A total of 175 students from Duke University School of Nursing and Duke University School of Medicine will convene March 21-22 at the School of Nursing to explore ways to promote optimal patient care and patient safety. 

Faculty from both Schools will facilitate discussion of roles and responsibilities as outlined in the national TeamSTEPPS initiative. TeamSTEPPS training is an evidence-based teamwork system developed by the U.S. Department of Health and Human Services aimed at optimizing patient outcomes by improving communication and teamwork skills among health care professionals.

Nursing students and medical students will participate in small group simulations where they will assume roles of patient, nurse, or physician. Fifteen simultaneous simulations will be conducted in the Center for Nursing Discovery (CND) at the School of Nursing.
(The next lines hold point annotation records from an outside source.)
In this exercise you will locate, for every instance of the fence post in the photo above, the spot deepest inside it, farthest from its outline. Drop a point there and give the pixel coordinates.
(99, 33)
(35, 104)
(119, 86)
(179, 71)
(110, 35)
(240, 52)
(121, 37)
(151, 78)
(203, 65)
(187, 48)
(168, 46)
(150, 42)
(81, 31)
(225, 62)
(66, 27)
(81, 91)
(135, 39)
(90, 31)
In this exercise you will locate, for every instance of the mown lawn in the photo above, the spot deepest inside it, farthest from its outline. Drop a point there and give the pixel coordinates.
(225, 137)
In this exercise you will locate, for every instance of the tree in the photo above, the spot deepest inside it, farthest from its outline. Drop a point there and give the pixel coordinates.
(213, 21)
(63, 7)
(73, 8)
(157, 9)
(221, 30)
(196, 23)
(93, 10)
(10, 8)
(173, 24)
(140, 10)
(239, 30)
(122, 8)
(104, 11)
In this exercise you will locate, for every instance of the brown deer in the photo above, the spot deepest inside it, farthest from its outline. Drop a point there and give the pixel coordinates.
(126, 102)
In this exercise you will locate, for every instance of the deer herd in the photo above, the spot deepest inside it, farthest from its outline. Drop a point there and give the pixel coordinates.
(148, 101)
According to CND Director Margie Molloy, MSN, RN, CNE, an important goal is for each student to gain an appreciation for the roles of nurses, physicians, and other health care professionals, and to explore ways to communicate more efficiently and support each other in a patient care situation. 
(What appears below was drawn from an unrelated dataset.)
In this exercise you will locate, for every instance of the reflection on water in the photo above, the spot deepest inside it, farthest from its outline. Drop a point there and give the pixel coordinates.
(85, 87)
"This is a very exciting undertaking for us here at the School of Nursing," Molloy said. "We have been meeting with representatives from the School of Medicine over the last several months in preparation for the event. Collaborating on the TeamSTEPPS training will provide a win-win learning experience for all the students who participate." Kathleen Turner, MSN, RN, has been the point person from the School of Nursing. Alison Clay, MD, has represented the School of Medicine.

Duke University School of Nursing (DUSON), as a diverse community of scholars and clinicians, educates the next generation of transformational leaders in nursing, advances nursing science in issues of global import, and fosters the scholarly practice of nursing. In 2011, US News and World Report ranked Duke among the top seven graduate schools of nursing in the nation. The School offers masters, PhD, and doctor of nursing practice degrees, as well as an accelerated bachelor of science in nursing degree to students who have previously completed an undergraduate degree. More than 800 individuals enrolled for Spring 2012 classes, the largest number of students in the School’s 80-year history.